I dig the design language the company has chosen here, and the matte finish on the outward-facing glass feels good in the hand. Samsung is also at the forefront when it comes to custom, customizable hardware finishes, and the panels are well suited for this. It wouldn’t surprise me at all if the opposing screen continues to monopolize more of the front of the phone in future iterations, but honestly I think there’s a reason to let the physical act be less connected for a few moments. It would be nice to have an option where notifications (sounds, vibrations, or muted) change based on whether the phone is opened or closed.

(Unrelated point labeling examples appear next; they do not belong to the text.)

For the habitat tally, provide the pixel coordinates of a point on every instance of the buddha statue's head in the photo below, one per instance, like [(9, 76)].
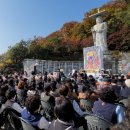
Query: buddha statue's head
[(99, 20)]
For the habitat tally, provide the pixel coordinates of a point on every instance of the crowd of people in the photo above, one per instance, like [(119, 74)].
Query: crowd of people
[(56, 102)]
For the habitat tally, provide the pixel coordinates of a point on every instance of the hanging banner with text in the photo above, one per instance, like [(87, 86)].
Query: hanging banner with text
[(93, 59)]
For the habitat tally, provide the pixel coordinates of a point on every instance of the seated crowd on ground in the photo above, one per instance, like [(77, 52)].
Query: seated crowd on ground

The same AMOLED display is on board, here with a refresh rate of 120 Hz and a hole punch camera on top. In fact, the external hardware is largely similar to the Flip 3. I can’t say I blame Samsung – the Flip mostly felt good from the start. And frankly, the company doesn’t have much competition in this area and is forcing it to make big changes – although I’m certainly curious to see if Lenovo holds onto landing with the latest Motorola Razr. I like what I see so far.
The adjustments to the system are largely internal. Specifically, that means bumping last year’s Snapdragon 888 to the new 8+ Gen 1 (we need to do something about that new naming convention). In addition to a performance bump, the new silicon offers other benefits, including improvements to camera performance and battery.

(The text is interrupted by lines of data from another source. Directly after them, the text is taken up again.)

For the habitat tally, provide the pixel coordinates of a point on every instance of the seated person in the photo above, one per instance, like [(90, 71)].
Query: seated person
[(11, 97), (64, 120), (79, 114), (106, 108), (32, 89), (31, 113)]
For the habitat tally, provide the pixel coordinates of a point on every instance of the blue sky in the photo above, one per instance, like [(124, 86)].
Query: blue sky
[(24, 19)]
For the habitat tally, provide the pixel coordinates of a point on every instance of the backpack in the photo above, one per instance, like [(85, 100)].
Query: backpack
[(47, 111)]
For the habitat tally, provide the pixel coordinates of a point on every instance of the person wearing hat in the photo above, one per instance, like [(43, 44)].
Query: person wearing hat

The battery itself has been boosted from 3,300 mAh to 3,700 mAh. There are still some limitations on the front of the battery as it basically has to be broken in half and separated by a hinge. In practice, this means that there is simply not as much space as in a similarly sized non-folding system. All things considered, it should last you about a day – more if you keep it folded more often.
The camera hardware is largely the same: a pair of rear-facing 12-megapixel lenses (main and ultra-wide-angle) and a front-facing 10-megapixel. The camera system is perfect, even if the zoom is a bit lacking, but that’s one point the company will no doubt improve on in future iterations. You get some improvements here though, including a brighter feel and an improved night mode, which will improve your low-light shots.
The other standout feature in the Flip vs Fold battle is pricing: $1,000 isn’t cheap by any means, but we’ve slowly been trained to accept that figure for flagship devices. The $1,800 Fold, on the other hand, is not for the faint of heart.
As I noted in the first preview, Samsung’s foldable devices have matured in such a way that updates are more iterative. Given how dramatically the company is leading the market, who can really blame them? The Galaxy Flip is still the closest thing to a mainstream foldable device, and right now nothing else comes close.